Découvrez les pires États américains pour les droits des femmes

Photo AFP

Agence QMI

2024-07-25T21:36:18Z

Les 50 États ont été évalués pour déterminer les pires endroits aux États-Unis pour les femmes en matière d’égalité des sexes dans une récente étude de PLOS ONE.

L’Arkansas, la Louisiane et l’Oklahoma sont les pires États des États-Unis pour les femmes, selon l’étude publiée le 17 juillet dernier.

Pour ce qui est de l’égalité des genres, le Texas, le Mississippi, la Géorgie, l’Indiana, la Caroline du Sud et le Wyoming sont les États où l’égalité est la plus faible aux États-Unis.

D’après l’étude, le Massachusetts, la Californie et le Maine sont les meilleurs endroits où vivre pour les femmes.
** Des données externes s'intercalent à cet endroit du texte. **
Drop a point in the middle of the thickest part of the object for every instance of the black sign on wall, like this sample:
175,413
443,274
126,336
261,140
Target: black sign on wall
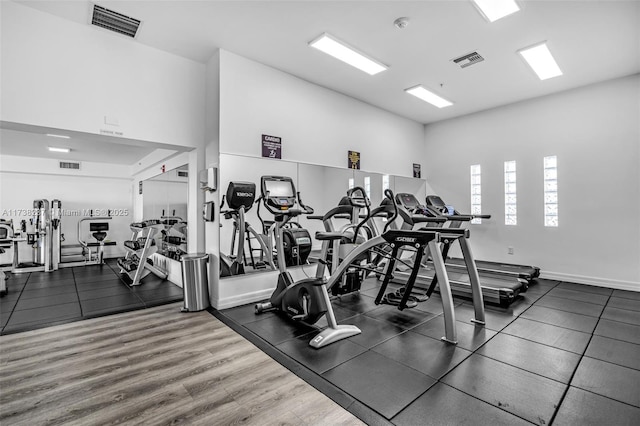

Le Connecticut, le Minnesota, le New Hampshire, le Nevada et le Colorado ont tous obtenu des résultats élevés en matière d’égalité entre les sexes.

De son côté, l’État de New York s’est classé en 15e position.

Des psychologues de l’Université de Padoue, en Italie, et de l’Université de New York Abu Dhabi, aux Émirats arabes unis, ont créé leur liste en suivant les mesures utilisées par les Nations Unies pour créer leur indice d’inégalité entre les genres.

Différents facteurs ont été pris en compte, tels que les statistiques sur les grossesses chez les adolescentes (souvent utilisées par les spécialistes des sciences sociales comme indicateur d’un accès à une éducation de qualité et de protections plus adéquates contre les abus sexuels), les décès pendant la grossesse, le pourcentage de femmes exerçant des fonctions politiques, les sondages locaux sur la sécurité et la santé financière, ainsi que le bien-être.

Des conséquences pour les hommes

L’étude a aussi constaté que les États où l’égalité des femmes est moindre ont également un bien-être financier plus faible chez les hommes.

«Le manque d’opportunités d’emploi pour les femmes impose un fardeau aux salariés masculins, qui sont confrontés au stress supplémentaire de subvenir aux besoins d’une famille sans bénéficier des revenus du conjoint», ont indiqué les chercheurs.

Ils ont également souligné que les femmes deviennent plus vulnérables à la violence domestique ou aux abus, lorsqu’elles ne sont pas financièrement indépendantes.